Rainbow Trust's Support
The family were referred to Rainbow Trust by the CLIC Sargent social worker at the treating hospital, which is about 40 miles from the family home. Mum is a very independent lady who takes pride in being a good mum, especially after the difficult break up of her marriage. As Bradley was having to be admitted to hospital for a long period of treatment, that was going to make him very ill, the social worker and mum identified that there would be a need for some extra help with Dominic and Sarah during this time. Mum was reluctant to accept help from social services, as she feared that she would lose control of her children, but she felt having heard about Rainbow Trust that we may be the right sort of support for her and her family.
A Family Support Worker was introduced to the family, and they very quickly built a great rapport. Dominic and Sarah really enjoyed the company of our worker, playing games, dressing up, messy play, trips to the park etc., having been slightly “pushed out of things” as Mum put it. Granny was a little apprehensive at first, and explained that she felt she should be able to support her daughter. The worker carefully explained that she was there to help everyone and certainly not to take her place! But maybe there were times when Granny would welcome some help with the grandchildren. Granny soon warmed to the worker too!
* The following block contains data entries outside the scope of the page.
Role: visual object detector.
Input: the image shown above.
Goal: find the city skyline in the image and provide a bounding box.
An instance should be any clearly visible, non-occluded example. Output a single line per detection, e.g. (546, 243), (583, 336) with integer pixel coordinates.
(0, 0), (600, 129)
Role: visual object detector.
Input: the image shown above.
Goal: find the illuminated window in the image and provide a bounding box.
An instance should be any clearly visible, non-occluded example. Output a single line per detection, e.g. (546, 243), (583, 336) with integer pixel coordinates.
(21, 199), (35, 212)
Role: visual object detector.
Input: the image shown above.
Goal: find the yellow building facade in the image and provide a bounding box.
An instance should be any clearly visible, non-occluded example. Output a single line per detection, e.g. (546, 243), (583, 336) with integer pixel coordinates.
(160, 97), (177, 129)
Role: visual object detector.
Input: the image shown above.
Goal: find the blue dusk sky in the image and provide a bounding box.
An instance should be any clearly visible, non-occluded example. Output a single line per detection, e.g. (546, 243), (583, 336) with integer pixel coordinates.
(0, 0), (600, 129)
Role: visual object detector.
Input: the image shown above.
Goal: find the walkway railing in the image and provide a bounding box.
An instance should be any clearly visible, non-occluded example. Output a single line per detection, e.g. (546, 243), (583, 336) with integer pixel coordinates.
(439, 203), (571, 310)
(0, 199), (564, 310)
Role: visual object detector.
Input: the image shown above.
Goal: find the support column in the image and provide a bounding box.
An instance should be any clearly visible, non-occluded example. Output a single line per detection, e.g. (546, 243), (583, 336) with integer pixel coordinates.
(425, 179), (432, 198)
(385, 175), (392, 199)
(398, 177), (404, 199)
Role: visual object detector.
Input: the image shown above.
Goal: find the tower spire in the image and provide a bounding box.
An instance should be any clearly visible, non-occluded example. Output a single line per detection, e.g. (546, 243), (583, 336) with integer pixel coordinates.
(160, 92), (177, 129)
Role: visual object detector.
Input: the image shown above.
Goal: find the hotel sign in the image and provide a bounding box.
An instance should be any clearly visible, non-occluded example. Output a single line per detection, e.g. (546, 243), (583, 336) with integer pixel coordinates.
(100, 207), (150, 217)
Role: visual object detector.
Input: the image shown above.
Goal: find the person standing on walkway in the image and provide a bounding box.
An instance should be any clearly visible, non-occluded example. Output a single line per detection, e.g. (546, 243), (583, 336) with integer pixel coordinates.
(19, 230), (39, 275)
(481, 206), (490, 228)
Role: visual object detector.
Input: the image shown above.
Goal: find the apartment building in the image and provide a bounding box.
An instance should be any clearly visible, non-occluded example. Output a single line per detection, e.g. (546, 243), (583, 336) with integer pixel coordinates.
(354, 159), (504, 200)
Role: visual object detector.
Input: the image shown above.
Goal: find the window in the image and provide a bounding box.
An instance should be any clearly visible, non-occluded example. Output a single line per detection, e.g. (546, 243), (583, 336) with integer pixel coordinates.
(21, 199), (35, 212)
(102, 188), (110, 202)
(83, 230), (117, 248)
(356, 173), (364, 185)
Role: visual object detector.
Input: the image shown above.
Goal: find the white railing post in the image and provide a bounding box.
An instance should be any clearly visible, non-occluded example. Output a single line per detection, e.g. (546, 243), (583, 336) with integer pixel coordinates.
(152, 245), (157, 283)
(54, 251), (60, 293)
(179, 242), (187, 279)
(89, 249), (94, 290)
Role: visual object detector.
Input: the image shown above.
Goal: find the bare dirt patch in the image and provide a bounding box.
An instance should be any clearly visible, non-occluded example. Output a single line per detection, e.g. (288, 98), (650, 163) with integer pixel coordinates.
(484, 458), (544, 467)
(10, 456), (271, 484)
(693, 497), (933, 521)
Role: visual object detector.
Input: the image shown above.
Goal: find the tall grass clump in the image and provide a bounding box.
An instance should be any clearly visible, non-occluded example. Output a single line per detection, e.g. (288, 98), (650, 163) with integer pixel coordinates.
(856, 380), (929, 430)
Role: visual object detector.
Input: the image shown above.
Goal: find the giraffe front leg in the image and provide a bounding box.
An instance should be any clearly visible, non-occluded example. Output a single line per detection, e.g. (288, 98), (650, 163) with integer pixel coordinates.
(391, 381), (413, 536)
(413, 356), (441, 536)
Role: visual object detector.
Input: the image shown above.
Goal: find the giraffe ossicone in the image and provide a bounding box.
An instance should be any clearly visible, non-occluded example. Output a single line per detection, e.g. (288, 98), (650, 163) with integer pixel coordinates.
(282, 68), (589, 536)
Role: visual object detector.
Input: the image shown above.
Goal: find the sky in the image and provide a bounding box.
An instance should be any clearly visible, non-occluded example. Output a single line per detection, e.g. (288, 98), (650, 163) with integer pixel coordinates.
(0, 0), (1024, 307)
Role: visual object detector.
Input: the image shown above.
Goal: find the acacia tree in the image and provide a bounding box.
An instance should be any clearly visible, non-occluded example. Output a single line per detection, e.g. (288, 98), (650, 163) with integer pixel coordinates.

Bradley sadly became very unwell as a result of the treatment and became very clingy to his mum, who had to stay with him in hospital. Granny had become “mum” to Dominic and Sarah. Dominic and Sarah moved in with Granny, who soon realised the difficulties of getting a 7 year old to school and having a 3 year old at home with her for most of the day, as well as caring for her husband. This was when our worker worked in partnership with Granny, our worker taking the children to school or preschool so Granny had time to get her husband up in the morning. Taking the children to visit mum and brother in hospital, again giving Granny time for herself to “recharge her batteries” to care for Dominic and Sarah again, however after a busy time out with the Rainbow worker the children were usually ready for bed. The children shared their concerns with their Rainbow worker, who helped them understand why mum could not be there and the children were not in their own home. Our worker took the children to spend time in their own home, to change toys and play in their garden. Our worker also developed a good relationship with Bradley, so at times Bradley would let our worker stay with him, so Mum could spend time at home with Dominic and Sarah.
Bradley is now doing well and at home with his mum, Dominic and Sarah.
Our worker still visits the family and supports in many different ways, for example listening to mum’s concerns about a possible relapse for Bradley,. Our Family Support Worker stills cares for Dominic and Sarah when mum has to take Bradley to hospital for checkups with Granny’s blessing!